Several large transactions have taken place in the first quarter of 2022, including EPP’s acquisition of the M1 retail portfolio and landmark transactions such as The Warsaw Hub in Poland.

These were recorded despite the Ukraine conflict, inflation uncertainty, increasing construction costs, and fast-changing interest rates, the research notes.

'The war in Ukraine has delayed some deals leading to overall smaller volumes. Despite this interrupted momentum, continuing over from Q1, we observe some liquidity returning to retail – a trend we expect to continue,' said Jeff Alson, international partner and head of CEE capital markets at Cushman & Wakefield.

'Commercial real estate investment transaction activity is likely to remain slow during Q2 with a subdued market. Agreed deals are being closed but they are considered "fragile” in the light of the regional economic slowdown, inflation, and uncertainty.
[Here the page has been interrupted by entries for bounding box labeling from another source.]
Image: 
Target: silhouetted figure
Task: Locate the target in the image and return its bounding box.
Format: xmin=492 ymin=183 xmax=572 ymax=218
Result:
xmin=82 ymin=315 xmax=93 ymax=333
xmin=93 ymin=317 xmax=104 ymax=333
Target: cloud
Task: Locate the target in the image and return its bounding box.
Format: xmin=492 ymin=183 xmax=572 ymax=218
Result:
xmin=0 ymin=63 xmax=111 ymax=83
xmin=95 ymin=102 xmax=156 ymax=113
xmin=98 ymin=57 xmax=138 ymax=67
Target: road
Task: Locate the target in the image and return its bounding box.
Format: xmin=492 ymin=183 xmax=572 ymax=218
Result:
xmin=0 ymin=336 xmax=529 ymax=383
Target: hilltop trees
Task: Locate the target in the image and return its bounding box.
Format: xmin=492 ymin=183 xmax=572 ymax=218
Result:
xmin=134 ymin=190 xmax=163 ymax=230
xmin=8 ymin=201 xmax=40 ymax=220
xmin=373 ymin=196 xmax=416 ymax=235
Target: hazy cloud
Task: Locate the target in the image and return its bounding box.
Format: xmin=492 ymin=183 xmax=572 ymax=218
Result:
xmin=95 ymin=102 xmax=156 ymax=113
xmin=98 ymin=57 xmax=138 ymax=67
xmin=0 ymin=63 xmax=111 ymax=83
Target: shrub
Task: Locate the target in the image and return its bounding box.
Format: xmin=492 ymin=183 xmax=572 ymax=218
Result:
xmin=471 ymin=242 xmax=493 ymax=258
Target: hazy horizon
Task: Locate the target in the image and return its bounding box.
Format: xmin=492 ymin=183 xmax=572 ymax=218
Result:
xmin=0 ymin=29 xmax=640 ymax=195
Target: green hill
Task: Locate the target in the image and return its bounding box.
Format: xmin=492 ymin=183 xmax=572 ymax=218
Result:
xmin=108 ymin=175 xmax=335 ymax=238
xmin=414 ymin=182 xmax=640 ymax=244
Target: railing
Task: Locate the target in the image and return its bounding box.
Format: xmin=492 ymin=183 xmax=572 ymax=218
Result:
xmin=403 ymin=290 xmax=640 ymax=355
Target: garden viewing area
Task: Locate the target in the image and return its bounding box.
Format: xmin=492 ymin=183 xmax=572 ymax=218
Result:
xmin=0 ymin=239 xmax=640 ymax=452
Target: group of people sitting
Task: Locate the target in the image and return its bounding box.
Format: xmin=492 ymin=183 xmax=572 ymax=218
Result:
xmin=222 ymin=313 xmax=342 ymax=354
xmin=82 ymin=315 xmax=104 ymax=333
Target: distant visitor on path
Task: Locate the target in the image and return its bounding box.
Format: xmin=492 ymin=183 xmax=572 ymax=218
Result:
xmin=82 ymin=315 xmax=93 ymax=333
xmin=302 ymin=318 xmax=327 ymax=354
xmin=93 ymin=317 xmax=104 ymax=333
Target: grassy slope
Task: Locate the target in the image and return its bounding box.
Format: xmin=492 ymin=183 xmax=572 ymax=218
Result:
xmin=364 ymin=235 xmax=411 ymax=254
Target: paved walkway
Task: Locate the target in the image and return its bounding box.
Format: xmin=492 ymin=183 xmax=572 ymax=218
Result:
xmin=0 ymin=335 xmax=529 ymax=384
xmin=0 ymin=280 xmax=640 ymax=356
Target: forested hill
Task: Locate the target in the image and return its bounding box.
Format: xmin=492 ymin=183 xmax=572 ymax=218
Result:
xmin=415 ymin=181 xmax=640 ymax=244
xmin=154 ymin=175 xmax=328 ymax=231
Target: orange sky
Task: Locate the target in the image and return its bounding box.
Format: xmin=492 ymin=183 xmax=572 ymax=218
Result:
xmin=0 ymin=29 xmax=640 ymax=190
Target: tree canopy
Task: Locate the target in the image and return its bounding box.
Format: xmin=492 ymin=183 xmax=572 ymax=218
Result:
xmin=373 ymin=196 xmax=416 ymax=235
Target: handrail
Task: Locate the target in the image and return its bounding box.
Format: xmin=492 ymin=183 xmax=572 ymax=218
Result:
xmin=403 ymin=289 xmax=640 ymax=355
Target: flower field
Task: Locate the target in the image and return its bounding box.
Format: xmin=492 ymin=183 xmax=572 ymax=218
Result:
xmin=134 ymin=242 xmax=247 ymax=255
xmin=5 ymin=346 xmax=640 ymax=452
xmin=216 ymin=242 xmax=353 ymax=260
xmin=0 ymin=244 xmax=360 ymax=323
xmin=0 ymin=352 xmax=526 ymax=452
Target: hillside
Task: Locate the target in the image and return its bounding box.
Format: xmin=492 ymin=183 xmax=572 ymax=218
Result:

'The fragility of the CEE real estate investment market is most acute in the sector most dependent on rental growth – industrial. As rental growth continues over the coming months, we expect to see pent-up capital being more easily deployed. This should boost deals in the region, particularly in the industrial sector.'

Regional results
Poland, which saw a total transaction volume in Q1 of €1.6 bn, registered its largest deal volume in offices since the end of 2019, at 56% of total transactions.

This was the result of the largest single project acquisition in Poland's history - Google's acquisition of The Warsaw Hub office scheme for €583 mln.

In the Czech property market, low supply has continued to create market drag, although industrial remains in significant demand.

The report shows that Hungary got off to a bold start in 2022 with transactions such as Akademia Business Center in Budapest leading the way. Whilst the war in Ukraine has increased investor caution, transactions have continued to close – notably Adventum Group’s acquisition of the cross-border Tesco portfolio and OBI.

In Slovakia, there are several ongoing transactions in all asset classes, the majority of which Cushman & Wakefield expects to close this year. As post-pandemic interest rises, deal closing is still being dampened by the country's proximity to Ukraine, the report notes.

The local investment market in Romania, meanwhile, has already absorbed the initial shock of the war in Ukraine, with investors remaining confident that the fundamentals of the local market are solid. With hot asset classes in the country including retail and hospitality, the broker said it expented 2022 'to be at least as good as the last few years'.